Erica West ’17 and Kyle Lopez ’17 both noted how many supporters came from somewhere other than just the black community. Lopez said he participated because police brutality is not just relevant to him, but also to the people he cares for, and that it’s something people need to be making a fuss about.
“I came for a number of reasons,” West said. “One, obviously because black lives matter and two, because policy brutality in this country has clearly gotten out of control even beyond the way it has been historically.”
Tension grew at the end of the protest as Harris led chants from the Wren steps when a white woman approached the group with phrases of her own. At first she yelled “all lives matter” and “all alone” in response to the protesters’ “black lives matter” from one side of the steps. As Harris continued to lead the group, ignoring her, the woman approached him, climbing the steps while yelling. Some members of the crowd stepped in, holding their signs in her face in a tense standoff of words, as Harris removed himself from the situation. Two undercover police officers intervened and apprehended the woman.
Ross said she was happy with the event, despite the woman’s interference.

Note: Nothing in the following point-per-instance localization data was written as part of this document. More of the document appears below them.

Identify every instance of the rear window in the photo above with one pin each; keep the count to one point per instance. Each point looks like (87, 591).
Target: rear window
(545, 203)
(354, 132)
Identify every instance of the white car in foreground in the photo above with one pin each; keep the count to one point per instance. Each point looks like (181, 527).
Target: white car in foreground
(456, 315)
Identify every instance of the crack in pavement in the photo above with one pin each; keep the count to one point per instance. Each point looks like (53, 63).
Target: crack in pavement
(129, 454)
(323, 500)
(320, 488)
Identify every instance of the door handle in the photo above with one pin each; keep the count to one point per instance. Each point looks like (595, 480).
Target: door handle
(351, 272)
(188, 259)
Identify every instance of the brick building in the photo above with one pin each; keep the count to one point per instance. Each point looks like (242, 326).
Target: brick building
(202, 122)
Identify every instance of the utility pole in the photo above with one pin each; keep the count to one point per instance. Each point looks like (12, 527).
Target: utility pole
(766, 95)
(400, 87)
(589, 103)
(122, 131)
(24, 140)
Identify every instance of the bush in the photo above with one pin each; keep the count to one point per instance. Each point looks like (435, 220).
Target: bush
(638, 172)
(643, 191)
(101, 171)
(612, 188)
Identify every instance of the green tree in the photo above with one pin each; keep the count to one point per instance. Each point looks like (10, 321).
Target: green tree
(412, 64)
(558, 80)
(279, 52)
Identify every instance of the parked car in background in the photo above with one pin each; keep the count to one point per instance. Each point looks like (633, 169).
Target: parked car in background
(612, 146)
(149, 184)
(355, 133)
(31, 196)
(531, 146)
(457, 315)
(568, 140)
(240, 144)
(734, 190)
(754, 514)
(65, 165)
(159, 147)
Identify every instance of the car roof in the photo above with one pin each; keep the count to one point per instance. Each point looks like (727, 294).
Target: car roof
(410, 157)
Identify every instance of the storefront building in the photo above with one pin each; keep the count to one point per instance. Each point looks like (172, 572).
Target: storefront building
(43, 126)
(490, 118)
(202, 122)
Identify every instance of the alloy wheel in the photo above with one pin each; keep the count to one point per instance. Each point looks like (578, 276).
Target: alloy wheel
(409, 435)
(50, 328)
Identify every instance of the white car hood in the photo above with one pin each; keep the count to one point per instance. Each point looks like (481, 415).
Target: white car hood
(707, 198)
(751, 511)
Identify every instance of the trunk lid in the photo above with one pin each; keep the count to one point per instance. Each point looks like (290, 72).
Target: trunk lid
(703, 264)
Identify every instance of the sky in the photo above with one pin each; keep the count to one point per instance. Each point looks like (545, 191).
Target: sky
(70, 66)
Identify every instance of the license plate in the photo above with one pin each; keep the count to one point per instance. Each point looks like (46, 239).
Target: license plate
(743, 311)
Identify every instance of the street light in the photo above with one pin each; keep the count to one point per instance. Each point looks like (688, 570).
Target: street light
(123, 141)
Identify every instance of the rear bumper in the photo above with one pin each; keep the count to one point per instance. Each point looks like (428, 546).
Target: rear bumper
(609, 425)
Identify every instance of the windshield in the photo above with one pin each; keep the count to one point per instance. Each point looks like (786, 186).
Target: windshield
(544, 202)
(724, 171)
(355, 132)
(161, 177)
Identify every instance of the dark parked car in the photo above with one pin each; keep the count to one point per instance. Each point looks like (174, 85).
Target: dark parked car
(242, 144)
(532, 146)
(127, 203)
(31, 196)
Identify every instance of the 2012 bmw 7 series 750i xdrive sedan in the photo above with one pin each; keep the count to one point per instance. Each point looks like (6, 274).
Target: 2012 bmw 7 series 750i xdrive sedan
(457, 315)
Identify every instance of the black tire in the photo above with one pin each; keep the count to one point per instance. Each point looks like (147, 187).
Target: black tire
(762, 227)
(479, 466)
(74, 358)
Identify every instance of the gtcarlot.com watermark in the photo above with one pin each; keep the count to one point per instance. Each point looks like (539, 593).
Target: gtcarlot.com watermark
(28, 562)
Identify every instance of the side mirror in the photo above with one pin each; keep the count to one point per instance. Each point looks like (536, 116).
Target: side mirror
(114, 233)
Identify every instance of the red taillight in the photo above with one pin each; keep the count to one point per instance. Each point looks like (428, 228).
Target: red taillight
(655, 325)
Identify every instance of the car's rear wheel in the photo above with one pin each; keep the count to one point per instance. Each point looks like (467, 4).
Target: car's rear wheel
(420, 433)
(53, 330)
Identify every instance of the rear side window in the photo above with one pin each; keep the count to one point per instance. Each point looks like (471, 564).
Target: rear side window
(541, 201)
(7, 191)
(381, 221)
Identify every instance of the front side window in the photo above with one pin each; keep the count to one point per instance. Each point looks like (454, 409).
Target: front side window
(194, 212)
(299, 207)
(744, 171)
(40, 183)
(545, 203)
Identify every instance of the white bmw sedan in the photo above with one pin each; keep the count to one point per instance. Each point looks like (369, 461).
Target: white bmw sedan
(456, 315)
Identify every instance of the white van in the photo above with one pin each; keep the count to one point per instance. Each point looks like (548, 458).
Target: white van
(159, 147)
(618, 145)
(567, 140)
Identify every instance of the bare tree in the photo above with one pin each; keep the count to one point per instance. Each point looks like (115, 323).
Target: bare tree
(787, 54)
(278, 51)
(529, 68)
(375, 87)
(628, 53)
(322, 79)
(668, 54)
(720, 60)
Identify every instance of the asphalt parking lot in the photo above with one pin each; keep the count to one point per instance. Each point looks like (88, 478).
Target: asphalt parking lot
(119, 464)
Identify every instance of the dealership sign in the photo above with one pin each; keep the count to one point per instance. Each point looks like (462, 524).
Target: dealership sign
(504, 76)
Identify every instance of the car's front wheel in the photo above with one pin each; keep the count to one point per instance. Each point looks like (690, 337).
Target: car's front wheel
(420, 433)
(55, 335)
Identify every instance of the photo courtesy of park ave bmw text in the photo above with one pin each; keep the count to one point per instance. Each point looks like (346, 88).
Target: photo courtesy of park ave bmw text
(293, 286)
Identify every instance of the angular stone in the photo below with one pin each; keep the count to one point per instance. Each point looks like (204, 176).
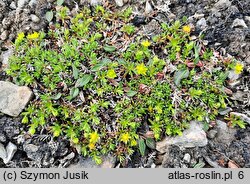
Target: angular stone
(225, 134)
(4, 58)
(13, 98)
(192, 137)
(242, 116)
(239, 23)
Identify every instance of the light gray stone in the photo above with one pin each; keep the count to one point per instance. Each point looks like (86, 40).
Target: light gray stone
(13, 98)
(34, 18)
(222, 4)
(201, 24)
(21, 3)
(119, 3)
(192, 137)
(242, 116)
(225, 134)
(212, 133)
(187, 158)
(240, 23)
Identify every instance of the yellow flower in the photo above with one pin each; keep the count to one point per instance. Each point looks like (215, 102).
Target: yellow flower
(20, 37)
(94, 137)
(133, 143)
(141, 69)
(238, 68)
(33, 36)
(145, 43)
(111, 74)
(186, 29)
(91, 146)
(125, 137)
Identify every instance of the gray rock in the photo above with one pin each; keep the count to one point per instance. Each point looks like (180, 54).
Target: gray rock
(201, 24)
(242, 116)
(7, 153)
(3, 153)
(192, 137)
(34, 18)
(212, 163)
(107, 162)
(4, 35)
(225, 134)
(222, 4)
(2, 137)
(187, 158)
(240, 23)
(119, 3)
(211, 133)
(13, 98)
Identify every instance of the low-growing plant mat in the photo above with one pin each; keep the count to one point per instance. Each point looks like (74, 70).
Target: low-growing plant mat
(108, 89)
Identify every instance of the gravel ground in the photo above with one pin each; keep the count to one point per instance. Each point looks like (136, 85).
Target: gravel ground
(226, 26)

She said that with all of the positive energy from the crowd, she didn’t expect anything negative to happen.
“When the woman came — I really wasn’t listening to what she was saying,” said Ross. “Of course all lives matter, but it’s not all lives who are being made to feel like they don’t. I think that people forget that. You know, people say ‘blue lives matter’ — police officers’ lives matter — and I agree, police officers’ lives absolutely matter, but we know that, you know? We know that. That’s been made very clear to us.”
After the woman was taken away, the event continued with a moment of silence and a performance of “We Shall Overcome” by Jordan Gilliard ’18.